In October 2021, the U.S. Department of Justice announced the launch of its new Civil Cyber-Fraud Initiative, which aims to hold government contractors and grant recipients accountable for cyber-related fraud under the False Claims Act.

Two recent developments provide insight into how the Justice Department will pursue cases under this new initiative, and reveal the broad conception of cyber fraud the Department is advocating in such cases.

  • Comprehensive Health Services LLC: On March 8, 2022, the Justice Department announced its first settlement under the Civil Cyber-Fraud Initiative.  Comprehensive Health Services, LLC, a global medical services provider, agreed to pay $930,000 to resolve allegations that it falsely represented to the federal government that it had consistently stored patient records on a secure electronic system.  The Justice Department intervened in the matter, which was brought originally by private whistleblowers, despite the fact that no breach of data was alleged to have occurred.
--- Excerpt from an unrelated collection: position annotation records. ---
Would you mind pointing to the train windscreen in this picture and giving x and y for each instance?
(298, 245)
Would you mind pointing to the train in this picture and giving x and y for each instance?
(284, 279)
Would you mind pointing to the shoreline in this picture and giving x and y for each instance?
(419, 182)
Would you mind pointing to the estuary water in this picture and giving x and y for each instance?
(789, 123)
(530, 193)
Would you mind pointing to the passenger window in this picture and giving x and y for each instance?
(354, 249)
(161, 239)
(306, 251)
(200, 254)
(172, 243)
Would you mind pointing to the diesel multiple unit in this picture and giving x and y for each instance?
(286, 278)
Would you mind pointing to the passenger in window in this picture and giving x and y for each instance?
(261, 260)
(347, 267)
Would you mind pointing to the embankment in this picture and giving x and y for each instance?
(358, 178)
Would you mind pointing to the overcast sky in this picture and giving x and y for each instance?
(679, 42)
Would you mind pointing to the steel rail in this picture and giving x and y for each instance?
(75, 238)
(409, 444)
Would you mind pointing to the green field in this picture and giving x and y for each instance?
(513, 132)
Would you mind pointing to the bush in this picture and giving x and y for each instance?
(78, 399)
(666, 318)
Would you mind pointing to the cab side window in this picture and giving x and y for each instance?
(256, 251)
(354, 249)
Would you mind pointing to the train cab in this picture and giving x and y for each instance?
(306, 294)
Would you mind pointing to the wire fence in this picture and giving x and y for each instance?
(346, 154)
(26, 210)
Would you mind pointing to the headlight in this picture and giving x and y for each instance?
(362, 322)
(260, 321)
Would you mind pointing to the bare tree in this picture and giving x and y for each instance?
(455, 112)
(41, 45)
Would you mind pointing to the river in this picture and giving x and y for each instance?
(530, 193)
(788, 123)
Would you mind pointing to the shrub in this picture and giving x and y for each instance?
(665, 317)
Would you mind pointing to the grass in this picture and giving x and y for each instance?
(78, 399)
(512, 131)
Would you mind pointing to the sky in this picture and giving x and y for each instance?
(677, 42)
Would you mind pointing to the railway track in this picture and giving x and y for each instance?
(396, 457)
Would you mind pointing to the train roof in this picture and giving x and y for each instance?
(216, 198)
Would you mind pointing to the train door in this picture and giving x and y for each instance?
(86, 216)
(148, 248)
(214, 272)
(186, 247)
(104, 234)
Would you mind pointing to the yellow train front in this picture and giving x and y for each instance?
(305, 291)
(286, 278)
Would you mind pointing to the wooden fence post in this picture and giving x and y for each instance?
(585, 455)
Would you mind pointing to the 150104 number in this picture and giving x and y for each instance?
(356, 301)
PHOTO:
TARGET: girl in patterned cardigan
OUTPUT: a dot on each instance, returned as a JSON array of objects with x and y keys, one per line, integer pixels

  • Aerojet RocketDyne Holdings, Inc.: On February 1, 2022, a federal court in the Eastern District of California mostly denied summary judgment to Aerojet Rocketdyne Holdings Inc., a defense and aerospace company that is alleged to have falsely represented its compliance with cybersecurity standards for government contractors.  The Justice Department filed a Statement of Interest that was largely adopted by the district court to reject Aerojet’s arguments that its alleged non-compliance was immaterial and did not harm the government.